Leaving Kagbeni, the trail enters the restricted area that requires a special permit costing $50 per day. Originally intended to limit numbers and impact of trekkers on the culturally interesting and militarily sensitive border region, the permits now have become a simple moneymaker for the corrupt Nepali government. Still, it keeps out the hordes of college-age trekkers that flood the Annapurna trails.
The walking was again along the flat Kali Gandaki floodplain, although we increasingly had to climb side hills in places where the river ran right up to the edge. Around mid-morning we passed the stream that drained the valley we crossed on the last few days of our Dolpo trek. We could look up and see the trail where it crossed the ridge 1600 meters (one mile) above.

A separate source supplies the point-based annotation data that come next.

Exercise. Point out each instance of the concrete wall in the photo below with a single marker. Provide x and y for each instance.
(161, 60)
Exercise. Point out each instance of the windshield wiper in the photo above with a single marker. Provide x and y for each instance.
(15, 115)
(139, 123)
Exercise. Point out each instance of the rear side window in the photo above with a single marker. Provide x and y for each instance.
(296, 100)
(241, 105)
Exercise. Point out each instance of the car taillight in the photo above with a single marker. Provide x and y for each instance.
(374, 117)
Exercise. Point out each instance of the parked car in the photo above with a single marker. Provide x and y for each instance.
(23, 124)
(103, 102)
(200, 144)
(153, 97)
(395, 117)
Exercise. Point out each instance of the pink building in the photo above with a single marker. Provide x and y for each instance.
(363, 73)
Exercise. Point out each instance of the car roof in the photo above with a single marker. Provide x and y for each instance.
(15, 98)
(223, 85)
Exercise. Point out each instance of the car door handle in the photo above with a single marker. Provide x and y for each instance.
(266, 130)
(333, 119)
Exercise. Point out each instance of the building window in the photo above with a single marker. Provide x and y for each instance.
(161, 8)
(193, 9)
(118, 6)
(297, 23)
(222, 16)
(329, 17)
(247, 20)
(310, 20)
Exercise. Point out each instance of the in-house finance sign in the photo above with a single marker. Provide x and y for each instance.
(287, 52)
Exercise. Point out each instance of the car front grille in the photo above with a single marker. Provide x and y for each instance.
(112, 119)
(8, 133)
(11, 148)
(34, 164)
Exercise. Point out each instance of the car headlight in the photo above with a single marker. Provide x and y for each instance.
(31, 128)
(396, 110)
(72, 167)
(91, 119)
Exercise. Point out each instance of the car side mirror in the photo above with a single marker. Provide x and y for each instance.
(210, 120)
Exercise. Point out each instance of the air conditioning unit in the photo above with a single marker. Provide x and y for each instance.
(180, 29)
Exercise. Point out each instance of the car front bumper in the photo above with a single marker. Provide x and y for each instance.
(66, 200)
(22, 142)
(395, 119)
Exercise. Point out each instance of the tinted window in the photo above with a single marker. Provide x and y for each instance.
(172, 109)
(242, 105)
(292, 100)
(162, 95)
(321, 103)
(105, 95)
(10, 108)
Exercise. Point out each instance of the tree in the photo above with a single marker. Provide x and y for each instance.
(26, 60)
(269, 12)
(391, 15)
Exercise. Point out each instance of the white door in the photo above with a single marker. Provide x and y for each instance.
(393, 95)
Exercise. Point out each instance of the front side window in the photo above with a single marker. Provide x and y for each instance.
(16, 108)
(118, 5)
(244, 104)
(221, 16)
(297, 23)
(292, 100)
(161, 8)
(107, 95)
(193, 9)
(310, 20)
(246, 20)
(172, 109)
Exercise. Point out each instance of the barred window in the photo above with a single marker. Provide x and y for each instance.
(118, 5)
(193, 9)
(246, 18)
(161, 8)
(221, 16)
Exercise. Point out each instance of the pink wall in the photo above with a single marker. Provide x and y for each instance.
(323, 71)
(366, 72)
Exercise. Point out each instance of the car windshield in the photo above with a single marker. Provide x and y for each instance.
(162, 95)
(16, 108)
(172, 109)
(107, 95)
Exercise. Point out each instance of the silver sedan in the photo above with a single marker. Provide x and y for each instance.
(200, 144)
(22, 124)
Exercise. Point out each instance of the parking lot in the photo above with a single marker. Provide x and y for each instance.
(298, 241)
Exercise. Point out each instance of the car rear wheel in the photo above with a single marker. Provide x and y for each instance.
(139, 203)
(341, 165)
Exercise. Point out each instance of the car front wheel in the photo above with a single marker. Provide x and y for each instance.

The sandstone cliffs in this area were dramatically different from the Himalayan mountains to the south. Natural and manmade caves have provided shelter since prehistoric times.
Lunch was at another walled village overlooking the river. Another male fertility figure stood at the north entrance. Water was plentiful, as the village had diverted a stream to feed the town and its irrigated fields.
We ended the day at Chele, a small village at the head of the valley. Here the river comes out of a narrow slot canyon markedly different from the floodplain below. The canyon is narrow enough that no trail can go through, so we will spend the next few days climbing over a ridge on its west side.